Promising new treatment for rare childhood disease

Cortical neurons. Credit: National Center for the Development of Translational Sciences, NIH.

Alternating hemiplegia is a debilitating neurodevelopmental disorder that is associated with a mutation in the ATP1A3 gene. This condition affects children at an early age and has a serious impact on their quality of life. During episodes of paralysis, which can last from a few minutes to several days, one or more sides of the body may become paralyzed. In addition, patients may experience repetitive muscle contractions, known as dystonia, which can last for hours and cause severe pain.

Currently, the treatment of this condition is focused on the use of sedatives, since the symptoms tend to subside during sleep. Avoidance of precipitating factors such as stress or exercise may help reduce the incidence of hemiplegic and dystonic episodes.
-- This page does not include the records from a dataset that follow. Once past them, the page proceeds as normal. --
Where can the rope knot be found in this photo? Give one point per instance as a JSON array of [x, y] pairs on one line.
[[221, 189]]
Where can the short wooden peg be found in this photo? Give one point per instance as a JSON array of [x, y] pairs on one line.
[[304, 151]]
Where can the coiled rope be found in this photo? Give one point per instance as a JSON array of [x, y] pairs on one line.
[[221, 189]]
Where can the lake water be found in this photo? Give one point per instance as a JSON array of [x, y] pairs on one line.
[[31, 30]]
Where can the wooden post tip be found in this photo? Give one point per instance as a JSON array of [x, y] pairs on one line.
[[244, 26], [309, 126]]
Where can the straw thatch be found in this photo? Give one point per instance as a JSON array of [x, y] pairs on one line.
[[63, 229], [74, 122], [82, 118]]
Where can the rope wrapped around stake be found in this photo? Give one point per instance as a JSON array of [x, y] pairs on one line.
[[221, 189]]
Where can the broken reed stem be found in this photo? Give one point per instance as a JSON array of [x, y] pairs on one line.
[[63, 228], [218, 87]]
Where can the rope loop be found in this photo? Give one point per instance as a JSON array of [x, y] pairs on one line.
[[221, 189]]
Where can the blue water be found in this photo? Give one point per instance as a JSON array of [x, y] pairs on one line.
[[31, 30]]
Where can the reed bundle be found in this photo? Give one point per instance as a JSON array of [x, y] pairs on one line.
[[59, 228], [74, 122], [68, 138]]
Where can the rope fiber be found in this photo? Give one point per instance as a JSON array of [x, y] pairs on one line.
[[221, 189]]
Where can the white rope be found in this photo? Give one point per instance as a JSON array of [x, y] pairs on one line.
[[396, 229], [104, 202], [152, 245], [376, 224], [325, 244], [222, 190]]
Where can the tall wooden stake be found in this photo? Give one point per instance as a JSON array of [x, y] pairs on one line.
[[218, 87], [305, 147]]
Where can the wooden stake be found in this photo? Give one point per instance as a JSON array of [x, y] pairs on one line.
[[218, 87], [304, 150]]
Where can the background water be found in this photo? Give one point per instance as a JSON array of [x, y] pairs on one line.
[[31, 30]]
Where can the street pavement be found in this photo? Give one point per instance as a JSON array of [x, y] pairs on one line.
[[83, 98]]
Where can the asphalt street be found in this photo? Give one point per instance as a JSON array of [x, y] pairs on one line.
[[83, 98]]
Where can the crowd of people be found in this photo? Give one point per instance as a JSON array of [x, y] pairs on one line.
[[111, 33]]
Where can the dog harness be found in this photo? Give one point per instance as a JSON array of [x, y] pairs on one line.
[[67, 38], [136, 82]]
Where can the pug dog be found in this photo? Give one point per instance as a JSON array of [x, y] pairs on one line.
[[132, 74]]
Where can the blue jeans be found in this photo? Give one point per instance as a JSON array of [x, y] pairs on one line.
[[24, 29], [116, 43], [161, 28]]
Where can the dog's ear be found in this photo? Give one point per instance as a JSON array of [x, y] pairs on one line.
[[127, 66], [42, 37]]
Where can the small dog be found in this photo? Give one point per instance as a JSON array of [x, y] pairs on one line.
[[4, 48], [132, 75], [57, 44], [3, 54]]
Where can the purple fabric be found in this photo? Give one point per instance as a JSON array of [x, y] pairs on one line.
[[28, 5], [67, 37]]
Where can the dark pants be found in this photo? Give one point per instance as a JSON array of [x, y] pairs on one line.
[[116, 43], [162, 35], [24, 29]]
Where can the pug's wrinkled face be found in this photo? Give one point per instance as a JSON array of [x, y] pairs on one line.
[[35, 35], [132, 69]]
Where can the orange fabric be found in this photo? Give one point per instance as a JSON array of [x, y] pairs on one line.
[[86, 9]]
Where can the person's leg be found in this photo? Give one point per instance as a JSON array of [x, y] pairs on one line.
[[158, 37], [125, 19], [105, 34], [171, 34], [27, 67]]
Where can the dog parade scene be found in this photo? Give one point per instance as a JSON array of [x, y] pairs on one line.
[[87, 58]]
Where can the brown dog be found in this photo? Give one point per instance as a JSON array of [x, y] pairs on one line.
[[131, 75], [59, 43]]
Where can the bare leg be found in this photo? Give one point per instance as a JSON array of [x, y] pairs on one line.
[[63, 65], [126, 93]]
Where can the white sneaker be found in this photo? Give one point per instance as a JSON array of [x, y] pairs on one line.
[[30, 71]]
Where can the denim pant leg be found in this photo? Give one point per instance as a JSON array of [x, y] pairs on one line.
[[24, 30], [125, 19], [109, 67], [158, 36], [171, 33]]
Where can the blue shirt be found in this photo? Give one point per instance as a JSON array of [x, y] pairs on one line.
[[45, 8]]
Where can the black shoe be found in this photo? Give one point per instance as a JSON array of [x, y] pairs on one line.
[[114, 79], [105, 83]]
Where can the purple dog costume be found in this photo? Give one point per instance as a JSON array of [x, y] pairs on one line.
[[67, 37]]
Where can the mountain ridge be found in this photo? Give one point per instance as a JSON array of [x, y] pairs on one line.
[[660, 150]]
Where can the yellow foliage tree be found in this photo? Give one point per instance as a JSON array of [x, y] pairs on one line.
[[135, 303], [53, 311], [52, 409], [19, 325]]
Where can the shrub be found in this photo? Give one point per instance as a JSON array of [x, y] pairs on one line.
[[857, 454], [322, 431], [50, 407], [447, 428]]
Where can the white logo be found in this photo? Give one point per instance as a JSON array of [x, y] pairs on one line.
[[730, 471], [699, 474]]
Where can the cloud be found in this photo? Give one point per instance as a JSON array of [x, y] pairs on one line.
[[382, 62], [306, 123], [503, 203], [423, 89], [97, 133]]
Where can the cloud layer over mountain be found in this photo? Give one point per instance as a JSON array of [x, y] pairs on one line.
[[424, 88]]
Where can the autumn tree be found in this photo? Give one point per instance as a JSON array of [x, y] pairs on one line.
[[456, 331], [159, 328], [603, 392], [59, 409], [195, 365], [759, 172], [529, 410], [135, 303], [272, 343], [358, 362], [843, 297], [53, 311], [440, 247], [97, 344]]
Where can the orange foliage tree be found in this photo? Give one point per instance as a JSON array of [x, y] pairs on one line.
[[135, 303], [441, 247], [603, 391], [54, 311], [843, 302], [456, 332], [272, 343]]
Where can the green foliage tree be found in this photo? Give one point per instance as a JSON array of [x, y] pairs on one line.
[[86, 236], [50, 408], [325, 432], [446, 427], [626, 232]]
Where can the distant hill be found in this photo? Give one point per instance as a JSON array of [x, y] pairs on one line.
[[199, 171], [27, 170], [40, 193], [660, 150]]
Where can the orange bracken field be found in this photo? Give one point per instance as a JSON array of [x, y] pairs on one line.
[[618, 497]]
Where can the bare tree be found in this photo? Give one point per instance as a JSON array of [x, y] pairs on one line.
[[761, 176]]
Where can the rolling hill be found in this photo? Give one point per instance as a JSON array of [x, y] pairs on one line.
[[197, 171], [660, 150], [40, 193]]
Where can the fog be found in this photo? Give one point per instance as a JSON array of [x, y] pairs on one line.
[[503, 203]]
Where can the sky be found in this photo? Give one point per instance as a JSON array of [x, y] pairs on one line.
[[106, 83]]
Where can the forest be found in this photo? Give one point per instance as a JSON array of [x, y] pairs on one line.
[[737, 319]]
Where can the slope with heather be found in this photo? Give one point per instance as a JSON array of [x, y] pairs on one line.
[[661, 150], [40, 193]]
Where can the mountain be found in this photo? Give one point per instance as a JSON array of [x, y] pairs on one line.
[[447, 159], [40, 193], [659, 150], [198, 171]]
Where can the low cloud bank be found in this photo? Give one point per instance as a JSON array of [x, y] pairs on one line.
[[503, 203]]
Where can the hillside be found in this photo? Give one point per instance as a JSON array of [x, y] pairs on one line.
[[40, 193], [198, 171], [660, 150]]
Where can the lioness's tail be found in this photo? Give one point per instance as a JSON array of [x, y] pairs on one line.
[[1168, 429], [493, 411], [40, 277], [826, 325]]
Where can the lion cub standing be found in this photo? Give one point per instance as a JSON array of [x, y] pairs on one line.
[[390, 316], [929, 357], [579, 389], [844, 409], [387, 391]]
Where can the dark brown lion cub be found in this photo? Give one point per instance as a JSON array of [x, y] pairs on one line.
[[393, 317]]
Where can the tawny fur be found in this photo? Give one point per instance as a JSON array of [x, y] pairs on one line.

“We don’t know how to help these patients. Therefore, we remain especially attentive to the sometimes unexpected factors that can alleviate them,” explains Emmanuel Flament-Rose, neurologist and expert on abnormal movements. “Recently, a 25-year-old man told us that after being injected with laughing gas during an episode of dystonia, his symptoms disappeared within minutes. We tried to determine the cause, knowing that this gas – nitrous oxide – is usually injected with 50% oxygen. Since it is not possible to give nitrous oxide daily, we wanted to test whether oxygen was responsible for stopping the attack.”

The researchers then installed an oxygen therapy device in the patient’s home. “We observed that the dystonic attacks stopped 15 minutes after the introduction of oxygen,” says the researcher. This is a significant advantage as this young man may have experienced up to 8 episodes per day, some of which may have lasted several hours. His quality of life has improved. Oxygen therapy is a safe and affordable treatment that can significantly reduce the use of potent sedatives such as midazolam, which the patient was taking at a rate of 40 doses per month.”

Team member Quentin Velniartz proposed a hypothesis to explain the effects of oxygen. According to him, a phenomenon called cortical spreading depression (CSD), which corresponds to a wave of electrical disturbances in the brain, plays a significant role in causing the symptoms of alternating hemiplegia. This wave consists of a fast phase of neuronal hyperactivity and a slower phase of electrical silence in cortical cells. It is also associated with hypoxia, i.e. reduced oxygen availability. Thus, the rapid administration of oxygen during attacks can interrupt or mitigate this phenomenon.

To ensure that the association between oxygen delivery and mitigation of dystonic attacks is not coincidental, investigators should verify that the same effect is observed in other patients under comparable conditions. Similarly, it remains to be seen how to optimize the use of oxygen therapy, especially at home, so that it is as unrestrictive as possible.

Reference: “Oxygen therapy: emergency treatment of paroxysmal dystonia in children with alternating hemiplegia?” Quentin Velniartz, PhD, Domitil Gras, MD, Agatha Ruberty, MD, PhD, Maria T. Papadopoulou, MD, Eleni Panagiotakaki, MD, PhD. and Emmanuel Rose, MD, 16 February 2023, Movement Disorders.